Jak dzieci osiągają sukces? Dlaczego ja nie przeczytałam tej książki zanim zaczęłam się fascynowac wczesną edukacją? Gdybym to zrobiła, podeszłabym do tej wczesnej edukacji z dystansem ..... a ja w pewnym momencie tylko tym żyłam, żeby Dawidowi dostarczyć rozwijajacych zadań, zabawek itd. W książce powiedziane jest, że całe nagłośnienie edukacji w latach 0- 3 było efektem jakichs badan dzieci, gdzie stwierdzono opóźnienia i ruszyła cała lawina, biznes zacząl się kręcic, wmawiano rodzicom, że wczesne czytanie, liczenie zagwarantuje dzieciom sukces itd. Okazuje sie, że to dopiero połowa sukcesu..... samo w sobie nie wystarczy.
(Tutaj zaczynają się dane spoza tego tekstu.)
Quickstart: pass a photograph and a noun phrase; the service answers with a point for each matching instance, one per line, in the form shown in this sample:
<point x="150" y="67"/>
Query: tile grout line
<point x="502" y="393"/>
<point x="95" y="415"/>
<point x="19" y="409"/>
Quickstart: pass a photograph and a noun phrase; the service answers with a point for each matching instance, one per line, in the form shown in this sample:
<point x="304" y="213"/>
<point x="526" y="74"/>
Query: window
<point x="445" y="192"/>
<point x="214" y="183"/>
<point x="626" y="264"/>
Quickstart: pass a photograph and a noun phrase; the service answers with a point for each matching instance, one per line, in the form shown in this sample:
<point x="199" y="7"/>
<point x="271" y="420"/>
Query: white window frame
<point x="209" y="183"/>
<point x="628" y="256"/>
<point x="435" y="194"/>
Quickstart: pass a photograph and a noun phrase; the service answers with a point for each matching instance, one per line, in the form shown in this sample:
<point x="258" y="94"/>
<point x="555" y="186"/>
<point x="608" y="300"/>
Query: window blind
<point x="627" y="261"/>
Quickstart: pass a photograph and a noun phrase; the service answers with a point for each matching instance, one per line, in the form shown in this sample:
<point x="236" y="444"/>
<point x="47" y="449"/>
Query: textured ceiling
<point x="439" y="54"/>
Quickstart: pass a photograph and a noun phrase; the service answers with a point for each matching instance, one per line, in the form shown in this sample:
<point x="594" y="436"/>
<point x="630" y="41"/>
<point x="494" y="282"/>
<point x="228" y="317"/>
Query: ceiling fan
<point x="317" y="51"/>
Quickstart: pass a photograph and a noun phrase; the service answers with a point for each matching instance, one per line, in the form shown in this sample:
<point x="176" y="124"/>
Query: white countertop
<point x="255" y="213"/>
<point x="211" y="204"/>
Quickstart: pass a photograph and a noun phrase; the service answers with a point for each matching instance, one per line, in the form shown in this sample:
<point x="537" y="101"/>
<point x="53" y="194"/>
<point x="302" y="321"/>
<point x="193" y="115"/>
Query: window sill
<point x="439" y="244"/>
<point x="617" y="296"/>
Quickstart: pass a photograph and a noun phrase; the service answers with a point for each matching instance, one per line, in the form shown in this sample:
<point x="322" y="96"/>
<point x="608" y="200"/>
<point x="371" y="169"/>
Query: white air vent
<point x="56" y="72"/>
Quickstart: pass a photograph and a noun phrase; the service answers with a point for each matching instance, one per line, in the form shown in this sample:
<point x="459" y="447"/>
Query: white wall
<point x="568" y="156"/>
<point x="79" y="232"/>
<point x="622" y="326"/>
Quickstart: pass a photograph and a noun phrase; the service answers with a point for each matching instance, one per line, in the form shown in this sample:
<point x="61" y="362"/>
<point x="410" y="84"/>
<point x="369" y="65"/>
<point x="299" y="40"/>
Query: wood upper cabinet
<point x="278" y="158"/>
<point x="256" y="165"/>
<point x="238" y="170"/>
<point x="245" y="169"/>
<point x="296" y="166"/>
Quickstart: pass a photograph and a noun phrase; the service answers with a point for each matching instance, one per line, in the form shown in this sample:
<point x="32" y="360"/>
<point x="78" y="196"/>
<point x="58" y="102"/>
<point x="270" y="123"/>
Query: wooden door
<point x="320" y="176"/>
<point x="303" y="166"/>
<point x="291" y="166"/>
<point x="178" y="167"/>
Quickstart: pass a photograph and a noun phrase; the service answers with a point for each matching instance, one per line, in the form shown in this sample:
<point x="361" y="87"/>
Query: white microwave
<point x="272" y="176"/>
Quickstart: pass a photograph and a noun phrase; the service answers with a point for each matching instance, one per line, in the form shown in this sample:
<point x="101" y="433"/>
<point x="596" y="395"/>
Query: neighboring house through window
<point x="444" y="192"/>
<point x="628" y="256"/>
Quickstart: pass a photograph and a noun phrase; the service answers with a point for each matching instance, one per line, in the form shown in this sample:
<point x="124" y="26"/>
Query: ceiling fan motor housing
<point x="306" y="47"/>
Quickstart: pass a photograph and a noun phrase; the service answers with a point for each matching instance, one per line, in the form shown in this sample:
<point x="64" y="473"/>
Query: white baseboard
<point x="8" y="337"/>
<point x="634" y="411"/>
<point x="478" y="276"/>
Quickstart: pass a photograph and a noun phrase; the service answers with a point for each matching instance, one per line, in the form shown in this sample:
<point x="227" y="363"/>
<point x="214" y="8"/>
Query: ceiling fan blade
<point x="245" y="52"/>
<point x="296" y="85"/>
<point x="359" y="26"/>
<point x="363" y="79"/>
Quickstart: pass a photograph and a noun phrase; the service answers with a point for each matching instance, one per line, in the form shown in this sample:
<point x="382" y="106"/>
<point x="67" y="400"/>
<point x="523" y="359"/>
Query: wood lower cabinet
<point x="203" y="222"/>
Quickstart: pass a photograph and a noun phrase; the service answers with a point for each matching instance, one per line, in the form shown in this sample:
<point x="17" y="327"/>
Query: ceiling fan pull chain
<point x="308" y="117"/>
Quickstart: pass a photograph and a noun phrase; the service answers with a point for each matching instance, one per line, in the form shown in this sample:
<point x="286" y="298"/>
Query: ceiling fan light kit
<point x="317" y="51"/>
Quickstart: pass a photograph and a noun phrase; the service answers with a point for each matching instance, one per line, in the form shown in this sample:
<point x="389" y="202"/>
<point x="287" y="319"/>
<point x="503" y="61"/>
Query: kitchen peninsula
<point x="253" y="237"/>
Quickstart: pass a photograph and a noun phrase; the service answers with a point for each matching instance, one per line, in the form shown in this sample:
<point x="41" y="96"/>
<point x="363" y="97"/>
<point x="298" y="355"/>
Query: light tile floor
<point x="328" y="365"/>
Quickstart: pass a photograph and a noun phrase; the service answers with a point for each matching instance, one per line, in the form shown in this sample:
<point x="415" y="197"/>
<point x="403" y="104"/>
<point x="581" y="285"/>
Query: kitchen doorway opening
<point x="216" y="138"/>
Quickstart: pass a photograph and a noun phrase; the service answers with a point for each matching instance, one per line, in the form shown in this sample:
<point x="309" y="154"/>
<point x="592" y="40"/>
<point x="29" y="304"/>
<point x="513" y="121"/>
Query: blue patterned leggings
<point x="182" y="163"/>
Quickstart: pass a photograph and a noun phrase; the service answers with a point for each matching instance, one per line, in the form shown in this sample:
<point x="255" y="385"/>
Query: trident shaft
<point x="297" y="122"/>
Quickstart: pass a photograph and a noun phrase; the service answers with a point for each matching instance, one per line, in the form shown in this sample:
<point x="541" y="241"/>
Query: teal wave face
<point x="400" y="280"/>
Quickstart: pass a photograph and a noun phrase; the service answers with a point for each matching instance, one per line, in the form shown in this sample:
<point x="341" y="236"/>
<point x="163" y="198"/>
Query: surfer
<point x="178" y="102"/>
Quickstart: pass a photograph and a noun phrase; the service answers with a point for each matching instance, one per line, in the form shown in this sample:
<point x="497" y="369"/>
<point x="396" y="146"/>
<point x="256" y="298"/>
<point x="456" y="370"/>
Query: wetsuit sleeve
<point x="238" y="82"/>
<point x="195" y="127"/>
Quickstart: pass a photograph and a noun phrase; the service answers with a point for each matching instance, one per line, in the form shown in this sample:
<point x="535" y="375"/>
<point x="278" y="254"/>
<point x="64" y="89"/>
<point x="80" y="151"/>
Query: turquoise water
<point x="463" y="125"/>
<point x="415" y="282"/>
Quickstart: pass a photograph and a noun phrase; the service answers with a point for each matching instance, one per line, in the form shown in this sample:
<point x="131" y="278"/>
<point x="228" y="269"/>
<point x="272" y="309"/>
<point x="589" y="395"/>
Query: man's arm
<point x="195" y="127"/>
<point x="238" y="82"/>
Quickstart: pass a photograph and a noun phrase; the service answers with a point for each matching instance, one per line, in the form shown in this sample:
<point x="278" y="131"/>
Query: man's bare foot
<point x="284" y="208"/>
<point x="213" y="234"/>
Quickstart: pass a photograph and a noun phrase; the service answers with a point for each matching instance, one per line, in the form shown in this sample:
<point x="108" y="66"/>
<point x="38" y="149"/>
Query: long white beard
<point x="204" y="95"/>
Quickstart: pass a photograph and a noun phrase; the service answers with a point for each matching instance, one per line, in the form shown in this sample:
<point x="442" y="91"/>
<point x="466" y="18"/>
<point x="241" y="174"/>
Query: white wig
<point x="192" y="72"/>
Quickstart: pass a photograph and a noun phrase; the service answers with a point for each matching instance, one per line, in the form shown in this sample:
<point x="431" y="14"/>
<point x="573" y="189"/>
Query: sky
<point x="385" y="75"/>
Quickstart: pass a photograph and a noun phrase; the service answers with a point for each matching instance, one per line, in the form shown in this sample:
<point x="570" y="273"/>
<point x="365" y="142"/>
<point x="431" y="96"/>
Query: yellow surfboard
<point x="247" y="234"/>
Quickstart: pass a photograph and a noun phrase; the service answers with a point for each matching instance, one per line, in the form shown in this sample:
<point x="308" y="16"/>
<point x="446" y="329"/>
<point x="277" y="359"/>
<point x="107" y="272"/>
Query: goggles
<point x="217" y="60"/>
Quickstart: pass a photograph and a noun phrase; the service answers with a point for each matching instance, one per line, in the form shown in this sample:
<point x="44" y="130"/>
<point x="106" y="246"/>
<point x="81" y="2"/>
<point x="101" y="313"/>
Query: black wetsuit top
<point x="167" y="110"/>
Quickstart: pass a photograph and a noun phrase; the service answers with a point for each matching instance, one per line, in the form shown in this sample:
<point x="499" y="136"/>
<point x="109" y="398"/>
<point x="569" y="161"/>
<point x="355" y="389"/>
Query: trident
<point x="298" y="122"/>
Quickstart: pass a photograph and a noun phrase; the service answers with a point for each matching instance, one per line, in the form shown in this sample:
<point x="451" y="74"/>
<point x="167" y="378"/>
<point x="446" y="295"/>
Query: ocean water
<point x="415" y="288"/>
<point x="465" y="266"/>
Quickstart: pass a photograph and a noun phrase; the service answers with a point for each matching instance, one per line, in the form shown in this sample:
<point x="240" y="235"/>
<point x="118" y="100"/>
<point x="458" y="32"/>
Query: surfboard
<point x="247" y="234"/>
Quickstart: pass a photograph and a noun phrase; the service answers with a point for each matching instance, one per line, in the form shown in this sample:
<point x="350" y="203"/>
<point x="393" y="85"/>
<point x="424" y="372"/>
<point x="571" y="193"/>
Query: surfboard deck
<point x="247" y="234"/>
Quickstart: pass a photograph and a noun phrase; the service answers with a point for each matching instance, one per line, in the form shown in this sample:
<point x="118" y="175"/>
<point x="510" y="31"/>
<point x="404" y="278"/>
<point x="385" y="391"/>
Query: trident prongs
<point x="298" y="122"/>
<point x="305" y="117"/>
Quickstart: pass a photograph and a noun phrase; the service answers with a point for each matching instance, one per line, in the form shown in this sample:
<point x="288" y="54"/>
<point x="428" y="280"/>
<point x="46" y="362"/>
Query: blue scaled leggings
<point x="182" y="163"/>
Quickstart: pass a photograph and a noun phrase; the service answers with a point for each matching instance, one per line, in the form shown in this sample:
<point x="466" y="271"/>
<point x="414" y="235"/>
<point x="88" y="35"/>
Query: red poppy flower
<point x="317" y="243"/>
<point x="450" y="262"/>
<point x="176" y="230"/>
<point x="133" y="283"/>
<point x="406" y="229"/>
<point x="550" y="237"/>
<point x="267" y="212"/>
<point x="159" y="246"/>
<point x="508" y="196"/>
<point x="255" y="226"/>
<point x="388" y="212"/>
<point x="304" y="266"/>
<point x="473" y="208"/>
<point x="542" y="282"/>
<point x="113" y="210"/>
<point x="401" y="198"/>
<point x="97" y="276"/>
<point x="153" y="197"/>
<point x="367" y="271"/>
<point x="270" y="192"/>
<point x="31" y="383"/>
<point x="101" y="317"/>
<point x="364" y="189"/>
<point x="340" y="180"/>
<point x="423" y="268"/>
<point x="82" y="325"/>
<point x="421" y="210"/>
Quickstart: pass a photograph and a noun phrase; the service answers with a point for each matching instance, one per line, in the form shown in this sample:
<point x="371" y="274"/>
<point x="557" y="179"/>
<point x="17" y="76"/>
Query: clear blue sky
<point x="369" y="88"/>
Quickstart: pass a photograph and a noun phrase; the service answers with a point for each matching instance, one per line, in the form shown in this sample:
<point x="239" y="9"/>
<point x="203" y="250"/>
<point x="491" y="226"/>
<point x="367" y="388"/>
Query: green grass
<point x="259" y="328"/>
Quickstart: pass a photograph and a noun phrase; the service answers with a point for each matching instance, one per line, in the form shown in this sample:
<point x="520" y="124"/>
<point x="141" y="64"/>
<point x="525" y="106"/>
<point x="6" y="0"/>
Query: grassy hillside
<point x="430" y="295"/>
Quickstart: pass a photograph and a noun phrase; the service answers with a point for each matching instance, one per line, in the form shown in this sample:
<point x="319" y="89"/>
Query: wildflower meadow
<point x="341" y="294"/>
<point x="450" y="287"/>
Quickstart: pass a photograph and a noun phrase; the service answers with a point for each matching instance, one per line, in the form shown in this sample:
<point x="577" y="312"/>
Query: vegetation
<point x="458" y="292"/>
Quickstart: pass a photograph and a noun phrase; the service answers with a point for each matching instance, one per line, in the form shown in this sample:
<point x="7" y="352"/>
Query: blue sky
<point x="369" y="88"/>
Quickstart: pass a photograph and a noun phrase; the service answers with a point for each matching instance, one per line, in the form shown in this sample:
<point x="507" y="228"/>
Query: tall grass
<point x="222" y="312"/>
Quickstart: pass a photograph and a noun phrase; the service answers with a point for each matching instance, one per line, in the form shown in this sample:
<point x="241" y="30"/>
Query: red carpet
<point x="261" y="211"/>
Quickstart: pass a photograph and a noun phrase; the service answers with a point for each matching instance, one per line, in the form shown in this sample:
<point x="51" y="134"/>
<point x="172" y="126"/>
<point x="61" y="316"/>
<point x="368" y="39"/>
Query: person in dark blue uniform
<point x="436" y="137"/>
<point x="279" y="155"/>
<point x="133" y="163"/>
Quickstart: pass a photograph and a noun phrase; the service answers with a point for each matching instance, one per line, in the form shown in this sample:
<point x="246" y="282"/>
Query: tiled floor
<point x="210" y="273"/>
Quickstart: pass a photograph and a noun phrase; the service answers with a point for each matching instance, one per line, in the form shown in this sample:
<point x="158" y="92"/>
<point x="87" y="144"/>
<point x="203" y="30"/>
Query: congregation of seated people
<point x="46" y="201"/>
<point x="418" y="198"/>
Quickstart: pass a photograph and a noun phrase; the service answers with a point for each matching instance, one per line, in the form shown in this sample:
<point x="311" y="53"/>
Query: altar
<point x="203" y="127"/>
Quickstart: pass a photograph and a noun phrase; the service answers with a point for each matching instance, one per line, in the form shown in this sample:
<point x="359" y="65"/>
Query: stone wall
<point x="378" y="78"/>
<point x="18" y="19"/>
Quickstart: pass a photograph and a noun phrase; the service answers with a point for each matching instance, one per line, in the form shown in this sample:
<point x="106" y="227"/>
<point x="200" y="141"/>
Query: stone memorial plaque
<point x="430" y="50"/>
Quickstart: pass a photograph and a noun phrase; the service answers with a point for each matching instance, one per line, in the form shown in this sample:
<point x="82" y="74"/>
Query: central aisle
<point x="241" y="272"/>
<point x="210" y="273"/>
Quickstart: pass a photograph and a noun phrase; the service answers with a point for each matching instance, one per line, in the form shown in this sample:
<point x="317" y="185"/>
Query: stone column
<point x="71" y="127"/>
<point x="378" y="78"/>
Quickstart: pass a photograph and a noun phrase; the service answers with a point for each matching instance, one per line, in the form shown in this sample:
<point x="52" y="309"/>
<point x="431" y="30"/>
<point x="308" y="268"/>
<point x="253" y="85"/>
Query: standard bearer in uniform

O całej reszcie można dowiedzieć się sięgajać po książkę :)



Oj, warto czytać o dzieciach, by lepiej ich poznawać, nie popełniać błędów, które nie prowadzą do rozwiązania konfliktu itd.

A co u nas? Wszystko dobrze - Adaś coraz mniej śpi w dzień. lada dzień zacznie pewnie się przekrecac z plecków na brzuszek. Od kilku dnia próbuje dań z łyżeczki, narazie tylko marchew i dynie.
Dawid krząta się po domu, w poniedziałki chodzi na sport - gimnastyke a w sródy na godzinę niemieckiego w szkole językowej dla dzieci, gdzie nauka jest poprzez zabawę.
Organizuję mu nowe pomoce na nowy rok, ale o tym nastepnym razem.

sobota, 10 stycznia 2015

Pierwsze święta we czwórkę. Trochę o Adasiu :)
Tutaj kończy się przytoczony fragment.